Fish at the NYT is upset today because he is accused of "Neoliberalism." He characterizes this as an ideology that solves everything with markets, and he points to Ronald Coase as one of its proponents.

Fish seems to want to separate ethics from efficiencies, and that makes no sense. Destroying economic value makes society poorer, and a series of destructive economic decisions collectively make society materially worse-off, increasing misery, poverty and want.

A few Marxists may continue to hold that a relatively wealthier society with high inequality is ethically preferable to a relatively poorer society with less inequality, but otherwise, most ethical frameworks do, in fact, try to preserve things that are of value, rather than destroying them.

A number of philosophers define ethical goods in terms of utility. Neoliberals don't oppose state intervention in markets; they oppose the destruction of value and inefficient mechanisms that prevent utility-maximizing outcomes.

The state is implicitly involved, for example, in the Coase hypothetical involving the factory and the stream, because there has to be a rights framework to determine how the burden will be distributed.

The dispute between the fisherman and the factory is a very direct example of a market failure requiring a legal correction. If there is no state mechanism to protect the fisherman's rights, the factory owner will pollute without regard to the damage to the fish, and the fisherman will bear the cost.

This is an economic externality, where part of the cost of economic behavior is borne by someone who is not a participant. The market will not account for this external cost, and the state must step in to correct the externality.

The notion that efficiency generates the best possible outcome merely instructs the state in how to solve the problem; i.e. by awarding damages to the fisherman, or facilitating a settlement between the factory and the fisherman, instead of allowing the fisherman's livelihood to be destroyed without affording him compensation, or shuttering the factory to preserve the stream.
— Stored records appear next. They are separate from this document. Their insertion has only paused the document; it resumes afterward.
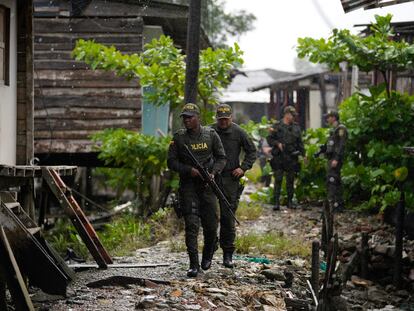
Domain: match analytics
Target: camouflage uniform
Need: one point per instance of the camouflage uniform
(197, 200)
(286, 161)
(234, 140)
(335, 149)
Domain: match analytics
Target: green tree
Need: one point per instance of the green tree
(377, 51)
(162, 67)
(378, 123)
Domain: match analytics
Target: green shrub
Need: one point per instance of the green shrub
(139, 158)
(378, 126)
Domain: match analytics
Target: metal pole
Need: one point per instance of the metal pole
(315, 266)
(364, 255)
(193, 51)
(399, 233)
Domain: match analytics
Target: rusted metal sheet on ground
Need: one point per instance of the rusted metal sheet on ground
(78, 218)
(9, 270)
(34, 261)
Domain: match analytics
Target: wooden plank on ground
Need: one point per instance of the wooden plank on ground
(78, 218)
(10, 270)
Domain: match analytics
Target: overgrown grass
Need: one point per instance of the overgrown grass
(255, 173)
(122, 236)
(272, 243)
(249, 211)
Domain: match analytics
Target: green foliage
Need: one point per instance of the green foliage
(162, 67)
(378, 125)
(138, 156)
(263, 195)
(310, 184)
(272, 243)
(220, 25)
(375, 51)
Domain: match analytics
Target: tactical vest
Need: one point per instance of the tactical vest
(201, 145)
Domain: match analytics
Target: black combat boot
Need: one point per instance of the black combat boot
(290, 203)
(194, 266)
(207, 258)
(228, 259)
(276, 207)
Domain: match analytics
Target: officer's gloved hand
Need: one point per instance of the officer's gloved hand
(195, 172)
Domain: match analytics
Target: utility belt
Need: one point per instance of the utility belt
(227, 173)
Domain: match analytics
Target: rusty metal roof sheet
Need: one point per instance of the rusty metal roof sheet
(350, 5)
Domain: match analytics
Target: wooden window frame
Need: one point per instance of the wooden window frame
(6, 45)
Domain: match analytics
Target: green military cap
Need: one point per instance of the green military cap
(332, 113)
(190, 110)
(290, 109)
(223, 111)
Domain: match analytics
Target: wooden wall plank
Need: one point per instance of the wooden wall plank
(42, 102)
(69, 46)
(125, 92)
(86, 113)
(53, 124)
(84, 75)
(63, 146)
(116, 83)
(107, 38)
(89, 25)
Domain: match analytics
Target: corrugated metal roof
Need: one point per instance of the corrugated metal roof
(350, 5)
(240, 88)
(289, 78)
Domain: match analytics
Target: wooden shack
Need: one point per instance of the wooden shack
(73, 102)
(16, 82)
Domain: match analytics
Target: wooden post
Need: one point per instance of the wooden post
(399, 233)
(193, 51)
(3, 304)
(315, 266)
(364, 255)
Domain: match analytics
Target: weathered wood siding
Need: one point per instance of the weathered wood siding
(24, 143)
(71, 101)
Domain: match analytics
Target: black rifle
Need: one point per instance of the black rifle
(322, 150)
(205, 176)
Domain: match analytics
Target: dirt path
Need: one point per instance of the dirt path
(247, 287)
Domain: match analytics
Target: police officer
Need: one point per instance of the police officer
(334, 150)
(234, 140)
(197, 200)
(285, 138)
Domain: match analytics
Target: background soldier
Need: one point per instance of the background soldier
(334, 150)
(196, 198)
(234, 140)
(285, 139)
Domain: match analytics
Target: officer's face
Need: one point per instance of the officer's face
(289, 117)
(224, 123)
(191, 122)
(331, 120)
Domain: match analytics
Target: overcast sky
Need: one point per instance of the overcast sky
(280, 22)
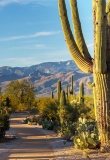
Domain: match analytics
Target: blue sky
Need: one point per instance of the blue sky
(30, 31)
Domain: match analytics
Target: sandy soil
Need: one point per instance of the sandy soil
(61, 149)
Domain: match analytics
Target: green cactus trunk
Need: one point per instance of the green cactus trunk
(62, 107)
(62, 98)
(71, 85)
(102, 85)
(81, 93)
(100, 65)
(51, 95)
(66, 92)
(58, 90)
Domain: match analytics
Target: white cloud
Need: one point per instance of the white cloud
(39, 2)
(38, 34)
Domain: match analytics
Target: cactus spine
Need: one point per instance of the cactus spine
(62, 107)
(62, 98)
(81, 93)
(71, 85)
(67, 92)
(52, 96)
(100, 65)
(58, 90)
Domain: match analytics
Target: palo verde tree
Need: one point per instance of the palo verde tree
(100, 65)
I assume Fish is being accused of neoliberalism because his previous columns have suggested that academic tenure creates value-destroying situations. This characterization is incorrect; Fish seems to argue against expansive academic freedom and tenure protections as a moral bad. The neoliberal would disagree with Fish, arguing that tenure, which is an agreement mutually reached between universities and professors, is a value-maximizing arrangement in which the benefits of giving the professors broad discretion in their activities and near-immunity from termination exceed the costs.